Ditto for the environment.  China’s interest in oil security overrides all other concerns.

As China’s resource needs grow, so do its concerns over the security of its oil supplies.  The government policy to buy up foreign producers was initiated in the 1990’s (the Go Outside policy) but the mad rush really took off after the Iraq war secured Iraq’s vast resources for US interests.

 Before the war, China was playing footsie with Saddam Hussein and even signed a deal that would give it rights to a significant new play in northern Iraq.  The deal died with Saddam.

After Iraq China redoubled its efforts to secure future oil resources.  As Shen Dingli, an expert at Fudan University who advises the Chinese government on energy security, put it "If the world oil stocks were exceeded by growth, who would provide energy to China?  America would protect its own energy supply.

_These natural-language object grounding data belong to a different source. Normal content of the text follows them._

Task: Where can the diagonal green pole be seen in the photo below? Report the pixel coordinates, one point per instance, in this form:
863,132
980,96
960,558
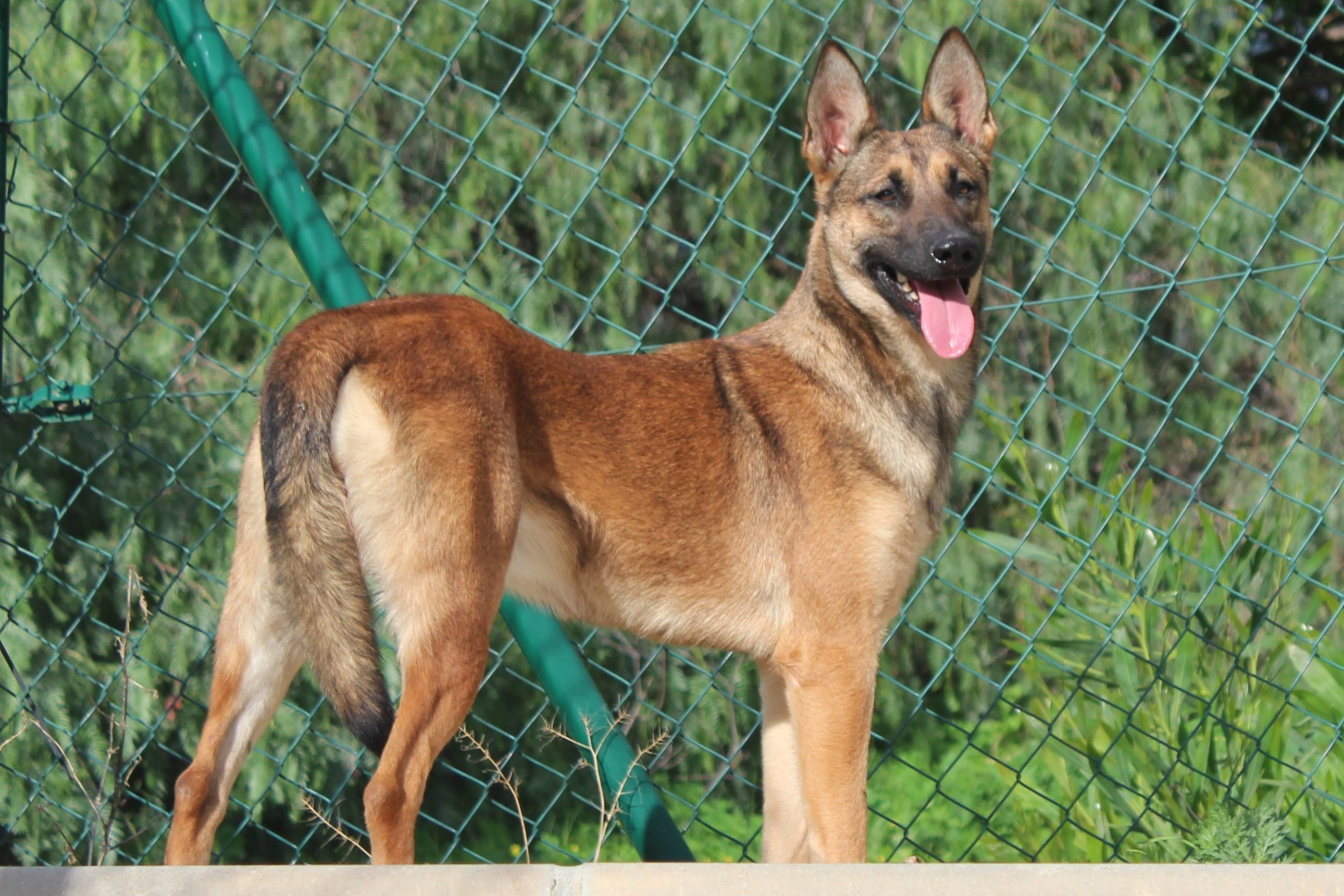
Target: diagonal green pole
334,275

The U.S. is China's major competitor."

But owning foreign oil fields can’t provide all the oil security China requires.  There’s still the matter of getting the oil it owns to China.  It doesn’t matter much if you own the oil but can’t ship it home.

That’s where Enbridge’s pipeline comes in.

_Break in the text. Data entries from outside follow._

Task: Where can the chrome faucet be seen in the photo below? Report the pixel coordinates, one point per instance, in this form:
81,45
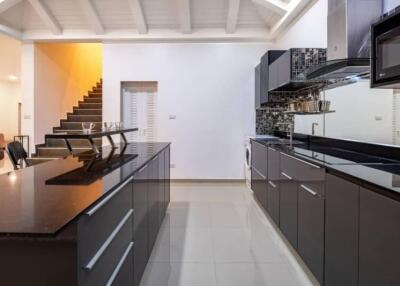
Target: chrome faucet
291,131
313,128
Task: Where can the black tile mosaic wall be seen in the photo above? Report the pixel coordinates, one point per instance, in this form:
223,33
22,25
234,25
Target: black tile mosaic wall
273,116
305,58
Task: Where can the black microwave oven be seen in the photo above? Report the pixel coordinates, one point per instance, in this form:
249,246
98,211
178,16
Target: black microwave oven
385,51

China may be increasing its control over Canada’s tar sands, but it still may not be able to secure access to the oil they produce if it can’t control the supply route. 

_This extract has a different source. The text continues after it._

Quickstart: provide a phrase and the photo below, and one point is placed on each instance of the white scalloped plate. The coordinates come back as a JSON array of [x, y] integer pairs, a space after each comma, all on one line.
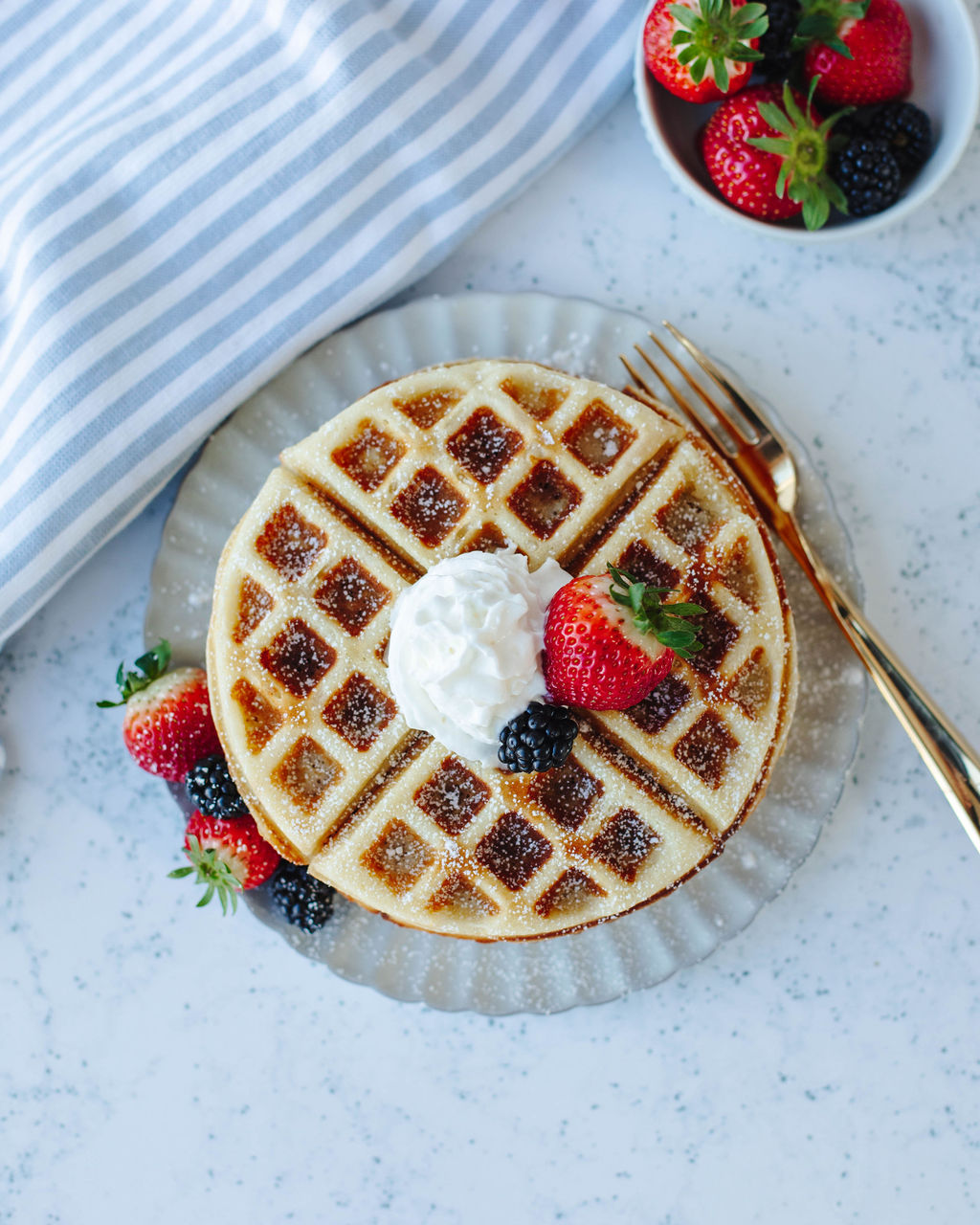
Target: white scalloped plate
[[603, 962]]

It’s no accident that China’s four major government owned oil companies are investing in the development of Enbridge’s Northern Gateway Pipeline.  It’s an old story:  first buy the oil then buy the pipeline.  Its happened in Russia, in Myanmar, in Kurdistan.

So it’s no surprise that the Chinese investment in Northern Gateway comes with a price related to China’s oil security. 

In return for China’s investment Enbridge will provide the Chinese companies with a secure spot on the pipeline for their oil as well as options to purchase an ownership share in the pipeline when it’s built. 

Enbridge’s PR machine – including the PM’s office and Tory spin shops like ‘EthicalOil’ – are attacking Northern Gateway critics for catering to foreign – read American – interests. 

But the real issue here is why is Canada catering to China’s foreign policy interests?

That’s a debate that both Enbridge and the PM’s office would rather not have.  It goes something like this:  Is it in Canada’s interests to ship unrefined bitumen to China to secure China’s energy needs and manufacturing based economy?  Is there a better use – with our proximity to the US market – for Canada’s energy advantage than supplying China with the raw material for its own growth? 

That debate should fundamentally be about Canada’s future, our economy and our citizens, not China’s.  Then, and only then should we turn our attention to the Gateway project.